Asked about the new law, Kaminsky, who called for a certain amount of judicial discretion to ensure that defendants who are considered dangerous remain in custody, said that a legislative review of the bill should be considered. “If we say we want to see zero tolerance on hate crimes, we’ll have to follow through,” he said. 

Rabbi Kenneth Hain, of Congregation Beth Sholom in Lawrence, said that synagogues and schools are spending a great deal of money to keep congregants safe. “We need more,” he said at the news conference. “It is clearly a different time. The threat is greater. It can’t be business as usual.”

The gathering was a reaction to more than a dozen attacks in New York and New Jersey in December that were fueled by anti-Semitism. Among them, a Queens man verbally abused and physically threatened three people, including a rabbi and an 11-year-old, in the North Lawrence Costco on Dec. 8; three civilians and a police detective were killed during an armed assault on a kosher supermarket Jersey City on Dec. 10; and five people were stabbed in upstate Monsey on Dec. 28, at a Chanukah party at a rabbi’s house.

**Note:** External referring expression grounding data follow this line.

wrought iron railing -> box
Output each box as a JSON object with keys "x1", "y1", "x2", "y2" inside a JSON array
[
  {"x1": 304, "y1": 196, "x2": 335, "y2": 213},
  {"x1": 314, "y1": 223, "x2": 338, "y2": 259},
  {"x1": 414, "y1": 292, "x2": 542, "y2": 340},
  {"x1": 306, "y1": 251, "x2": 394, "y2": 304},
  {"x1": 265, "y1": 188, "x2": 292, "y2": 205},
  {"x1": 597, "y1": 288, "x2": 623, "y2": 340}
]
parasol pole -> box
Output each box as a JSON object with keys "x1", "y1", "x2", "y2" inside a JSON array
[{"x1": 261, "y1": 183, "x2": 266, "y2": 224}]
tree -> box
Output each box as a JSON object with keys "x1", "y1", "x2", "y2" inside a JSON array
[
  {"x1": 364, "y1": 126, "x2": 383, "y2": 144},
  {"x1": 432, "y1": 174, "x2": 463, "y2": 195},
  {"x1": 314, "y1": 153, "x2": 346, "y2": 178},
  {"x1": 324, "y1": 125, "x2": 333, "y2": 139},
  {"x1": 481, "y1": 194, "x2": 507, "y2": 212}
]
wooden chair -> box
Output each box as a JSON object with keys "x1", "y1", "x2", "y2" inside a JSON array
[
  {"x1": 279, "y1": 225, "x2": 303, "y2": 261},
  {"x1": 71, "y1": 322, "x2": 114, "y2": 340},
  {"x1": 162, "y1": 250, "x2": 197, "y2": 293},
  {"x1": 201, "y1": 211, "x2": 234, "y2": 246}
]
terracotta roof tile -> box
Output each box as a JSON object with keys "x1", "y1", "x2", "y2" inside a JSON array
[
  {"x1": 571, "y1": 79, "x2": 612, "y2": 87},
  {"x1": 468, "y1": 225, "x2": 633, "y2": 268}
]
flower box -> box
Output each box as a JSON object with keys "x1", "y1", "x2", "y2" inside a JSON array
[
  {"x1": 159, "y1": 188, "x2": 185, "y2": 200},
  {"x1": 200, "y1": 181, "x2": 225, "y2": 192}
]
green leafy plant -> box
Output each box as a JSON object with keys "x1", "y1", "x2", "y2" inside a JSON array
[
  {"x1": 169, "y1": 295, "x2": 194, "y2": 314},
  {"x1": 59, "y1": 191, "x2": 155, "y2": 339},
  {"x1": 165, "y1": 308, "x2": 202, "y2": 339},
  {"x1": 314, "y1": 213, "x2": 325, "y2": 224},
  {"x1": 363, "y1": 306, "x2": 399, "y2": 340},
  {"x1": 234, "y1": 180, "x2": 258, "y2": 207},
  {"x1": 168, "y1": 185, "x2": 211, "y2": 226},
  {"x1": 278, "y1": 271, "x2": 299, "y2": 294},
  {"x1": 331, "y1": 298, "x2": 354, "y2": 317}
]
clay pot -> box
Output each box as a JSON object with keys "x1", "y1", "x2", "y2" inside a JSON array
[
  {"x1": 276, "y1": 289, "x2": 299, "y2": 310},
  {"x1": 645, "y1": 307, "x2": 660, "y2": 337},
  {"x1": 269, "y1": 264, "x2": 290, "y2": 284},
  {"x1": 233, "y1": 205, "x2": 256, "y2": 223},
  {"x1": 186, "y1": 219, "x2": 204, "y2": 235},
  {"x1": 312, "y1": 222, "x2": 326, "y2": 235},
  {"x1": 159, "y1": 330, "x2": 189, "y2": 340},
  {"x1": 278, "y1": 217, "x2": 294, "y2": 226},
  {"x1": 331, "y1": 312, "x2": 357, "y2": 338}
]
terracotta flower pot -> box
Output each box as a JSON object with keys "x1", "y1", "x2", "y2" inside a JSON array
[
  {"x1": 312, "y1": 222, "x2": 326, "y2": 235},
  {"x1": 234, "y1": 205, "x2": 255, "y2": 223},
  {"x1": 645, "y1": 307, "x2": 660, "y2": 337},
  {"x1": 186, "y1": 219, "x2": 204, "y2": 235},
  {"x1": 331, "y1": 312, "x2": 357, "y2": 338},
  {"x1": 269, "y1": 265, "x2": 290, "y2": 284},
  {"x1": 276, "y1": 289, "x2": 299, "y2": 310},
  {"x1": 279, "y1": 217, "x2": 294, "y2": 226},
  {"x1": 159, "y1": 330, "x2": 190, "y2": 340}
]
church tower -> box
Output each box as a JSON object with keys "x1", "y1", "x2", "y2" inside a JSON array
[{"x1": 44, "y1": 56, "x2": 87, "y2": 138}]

At Friday’s event, Ari Brown made his way to the lectern just as a news conference was ending.

Brown, who was not scheduled to speak, faced the assembled political and religious leaders.

“I am Ari Brown, deputy mayor of Cedarhurst. I’m of Jewish and Italian descent,” he said. “Growing up, me and my brothers in Franklin Square, every week we got into a fistfight [being called] ‘dirty Jew’ this and that, and my neighbor Sean Hannity — yes, that Sean Hannity — would come out and defend me and my brothers when that would happen.”

Brown said that more members of Congress, including some of the representatives he was addressing, could have done more to combat the increase in anti-Semitic incidents locally and across the country by strongly condemning the actions of their peers — Democrats Ilhan Omar, of Minnesota, and Rashida Tlaib, of Michigan — who have inflamed tensions by spewing anti-Semitic rhetoric.

The House of Representatives declined to specifically rebuke Omar.

“Everyone here has good intentions,” Brown said, glancing at the officials behind him. “You do the right thing and people will respect you for it.”

Later, Brown told the Nassau Herald that he didn’t want to be disrespectful, but the rabbis in attendance supported him.